Bayern Munich’s 3-1 loss to RB Leipzig on the penultimate matchday of the Bundesliga season was perhaps the most massive blow since Thomas Tuchel has taken over as manager of the club for Julian Naglesmann. The club did fall out of both the DFB-Pokal and Champions League shortly after the board and front office decided to make the managerial switch so abruptly, but the Bundesliga title potentially slipping away is an incredibly bitter pill to swallow.
This would be the first time since the Jurgen Klopp era at Dortmund that a club besides Bayern would be lifting the Meisterschale. All of Bayern’s shortcomings this season, whether under Nagelsmann or Tuchel’s watch, would be compounded into Bayern’s first season since 2012 without silverware, but even then, they finished second in all three competitions. That wouldn’t be the case this time around if they lose out to Dortmund in the league after getting knocked out of both cups before the semi-finals.
After the defeat to RB Leipzig last weekend, tensions were at their highest — the highest they’ve been since Tuchel took charge back in March. The Bundesliga title was put in to serious jeopardy and harsh questions were asked by the press following the loss, but Tuchel started to come out in defense of himself, saying that a lot of the problems at the club already existed before he even arrived midway through the Rückrunde.
“We lost this game, completely lost and that’s because of our behavior. If we lose, I want to lose against a better team, a better form of the day. I don’t want to lose because the game just slips through our hands. Because nobody does what makes us strong and what also makes a team strong,” he had ranted after the Leipzig loss, suggesting that his players lacked the right mentality to close out the game, resulting in the 3-1 loss (via Tz).
In the same line of questioning Tuchel faced about the teams sputtering performance levels, Tuchel slightly absolved himself of some blame, at least indirectly, by explaining that the root problems existed well before he took over as manager of Bayern. “If everything had been fine, there would have been no need to change coaches,” he said, insinuating that he had little to do with the pre-existing problems at the club.

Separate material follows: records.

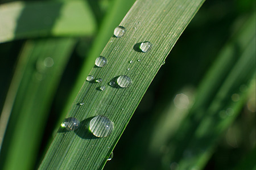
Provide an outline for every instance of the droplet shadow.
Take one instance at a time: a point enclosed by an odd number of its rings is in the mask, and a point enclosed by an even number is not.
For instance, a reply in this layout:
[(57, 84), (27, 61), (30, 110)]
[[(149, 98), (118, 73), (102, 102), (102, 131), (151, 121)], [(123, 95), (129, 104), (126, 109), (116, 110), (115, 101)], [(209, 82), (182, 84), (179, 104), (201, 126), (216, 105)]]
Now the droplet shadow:
[[(117, 76), (113, 79), (110, 80), (110, 81), (108, 83), (108, 86), (110, 86), (111, 87), (114, 88), (121, 88), (120, 87), (118, 86), (117, 83), (117, 78), (119, 76)], [(110, 85), (110, 83), (112, 82), (112, 83), (114, 83), (112, 85)]]
[(142, 42), (135, 44), (135, 45), (134, 45), (134, 46), (133, 46), (133, 49), (137, 52), (143, 53), (143, 52), (139, 48), (139, 46), (141, 46), (141, 43), (142, 43)]

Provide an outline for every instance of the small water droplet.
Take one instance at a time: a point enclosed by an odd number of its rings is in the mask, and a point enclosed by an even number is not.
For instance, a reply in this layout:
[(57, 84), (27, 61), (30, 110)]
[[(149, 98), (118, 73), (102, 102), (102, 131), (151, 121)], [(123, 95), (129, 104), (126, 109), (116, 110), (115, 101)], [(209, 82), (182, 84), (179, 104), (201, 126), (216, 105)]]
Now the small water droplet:
[(104, 57), (100, 56), (95, 60), (95, 65), (99, 67), (102, 67), (106, 65), (108, 61)]
[(108, 160), (111, 160), (113, 157), (114, 157), (114, 154), (112, 152), (111, 152), (110, 156), (109, 156), (109, 158), (108, 159)]
[(117, 37), (121, 37), (125, 35), (126, 29), (122, 26), (118, 26), (114, 30), (114, 35)]
[(53, 59), (51, 57), (46, 57), (44, 60), (44, 66), (47, 67), (51, 67), (54, 65)]
[(97, 116), (90, 120), (89, 128), (96, 137), (106, 137), (114, 129), (114, 123), (106, 117)]
[(165, 64), (166, 64), (166, 61), (163, 61), (163, 62), (162, 63), (162, 65), (163, 66)]
[(133, 81), (128, 76), (122, 75), (118, 76), (117, 83), (121, 87), (126, 88), (133, 83)]
[(69, 131), (74, 131), (77, 129), (80, 122), (75, 117), (69, 117), (65, 118), (61, 126), (65, 128), (67, 130)]
[(88, 82), (91, 82), (94, 79), (94, 78), (93, 75), (88, 75), (86, 77), (86, 80)]
[(101, 91), (104, 91), (105, 88), (106, 88), (106, 87), (105, 86), (100, 87), (100, 90)]
[(99, 79), (97, 79), (95, 80), (95, 82), (100, 83), (100, 82), (101, 82), (101, 81), (102, 80), (102, 79), (99, 78)]
[(144, 41), (141, 44), (139, 48), (143, 53), (149, 52), (152, 47), (152, 44), (149, 41)]

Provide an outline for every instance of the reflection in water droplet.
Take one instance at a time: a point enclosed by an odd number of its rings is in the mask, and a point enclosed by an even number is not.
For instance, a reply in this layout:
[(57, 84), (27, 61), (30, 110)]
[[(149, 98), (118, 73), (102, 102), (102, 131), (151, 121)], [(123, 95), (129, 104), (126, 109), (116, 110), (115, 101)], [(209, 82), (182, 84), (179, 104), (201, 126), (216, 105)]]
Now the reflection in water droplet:
[(44, 60), (44, 66), (47, 67), (51, 67), (54, 65), (53, 59), (51, 57), (47, 57)]
[(105, 86), (100, 87), (100, 90), (101, 91), (104, 91), (105, 88), (106, 88), (106, 87)]
[(238, 101), (240, 99), (240, 96), (238, 94), (234, 94), (232, 95), (231, 99), (233, 101)]
[(61, 126), (66, 128), (68, 130), (74, 131), (77, 129), (80, 122), (75, 117), (69, 117), (65, 118)]
[(128, 76), (122, 75), (118, 76), (117, 83), (121, 87), (126, 88), (133, 83), (133, 81)]
[(175, 107), (179, 109), (187, 108), (189, 104), (188, 97), (184, 94), (180, 94), (176, 95), (174, 99), (174, 103)]
[(149, 52), (152, 47), (152, 44), (149, 41), (144, 41), (141, 44), (139, 48), (143, 53)]
[(93, 80), (94, 79), (94, 78), (93, 77), (93, 75), (88, 75), (86, 77), (86, 80), (88, 82), (91, 82), (91, 81)]
[(125, 35), (126, 29), (122, 26), (118, 26), (114, 30), (114, 35), (117, 37), (121, 37)]
[(112, 132), (114, 123), (106, 117), (97, 116), (90, 120), (89, 128), (96, 137), (106, 137)]
[(109, 156), (109, 158), (108, 159), (108, 160), (111, 160), (113, 159), (113, 157), (114, 157), (114, 154), (111, 152), (110, 156)]
[(109, 82), (109, 85), (110, 85), (110, 86), (114, 87), (115, 86), (115, 83), (114, 81), (111, 81), (110, 82)]
[(101, 81), (102, 80), (102, 79), (99, 78), (99, 79), (97, 79), (95, 80), (95, 82), (100, 83), (100, 82), (101, 82)]
[(95, 60), (95, 65), (99, 67), (102, 67), (106, 65), (108, 61), (104, 57), (100, 56)]

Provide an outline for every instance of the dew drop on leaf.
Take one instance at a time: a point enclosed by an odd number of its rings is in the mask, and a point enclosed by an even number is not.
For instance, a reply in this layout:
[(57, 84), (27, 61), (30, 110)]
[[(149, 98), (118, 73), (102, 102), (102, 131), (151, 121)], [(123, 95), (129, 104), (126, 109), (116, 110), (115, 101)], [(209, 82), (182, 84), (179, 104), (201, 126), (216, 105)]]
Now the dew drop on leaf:
[(97, 116), (90, 120), (89, 128), (94, 136), (106, 137), (113, 130), (114, 123), (105, 116)]

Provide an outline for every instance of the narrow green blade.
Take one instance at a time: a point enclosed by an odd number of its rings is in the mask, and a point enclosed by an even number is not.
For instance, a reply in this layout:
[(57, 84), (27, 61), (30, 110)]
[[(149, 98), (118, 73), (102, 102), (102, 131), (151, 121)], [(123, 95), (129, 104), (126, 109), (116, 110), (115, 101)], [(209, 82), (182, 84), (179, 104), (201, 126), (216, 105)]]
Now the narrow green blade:
[(34, 168), (48, 109), (75, 41), (52, 39), (24, 45), (1, 114), (1, 137), (6, 128), (2, 125), (10, 115), (1, 147), (2, 169)]
[[(81, 121), (79, 129), (75, 132), (60, 129), (39, 169), (102, 168), (163, 61), (203, 2), (135, 3), (120, 24), (126, 28), (125, 35), (110, 38), (101, 53), (107, 65), (94, 67), (90, 73), (102, 82), (85, 82), (67, 114)], [(152, 43), (152, 49), (142, 53), (138, 46), (145, 41)], [(121, 75), (129, 76), (133, 84), (127, 88), (108, 85)], [(100, 86), (106, 89), (98, 90)], [(109, 137), (96, 138), (88, 131), (90, 120), (97, 115), (114, 122)]]
[(85, 1), (16, 1), (0, 5), (0, 42), (47, 36), (86, 36), (96, 20)]

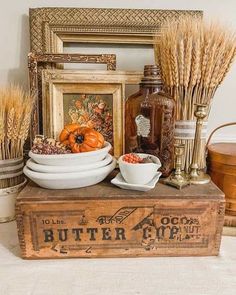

Sport Bild’s Christian Falk was recently on “Lage der Liga” and analyzed Tuchel’s remark about the club making the decision to bring him in to replace Nagelsmann because of the problems that were already evident. “That was the first time that there was a small tip against Nagelsmann. Translated, that means: what there is now, everything to work through, Tuchel just does not manage in the short time,” Falk said.
“Tuchel has never kicked up a fuss. But now you notice how thin-skinned he becomes and that it slowly comes up. He always says he’s in charge now, but it’s already come through that he’s not responsible for everything that’s happening now, because he’s only been there for a few weeks,” Falk continued in his assessment of the situation.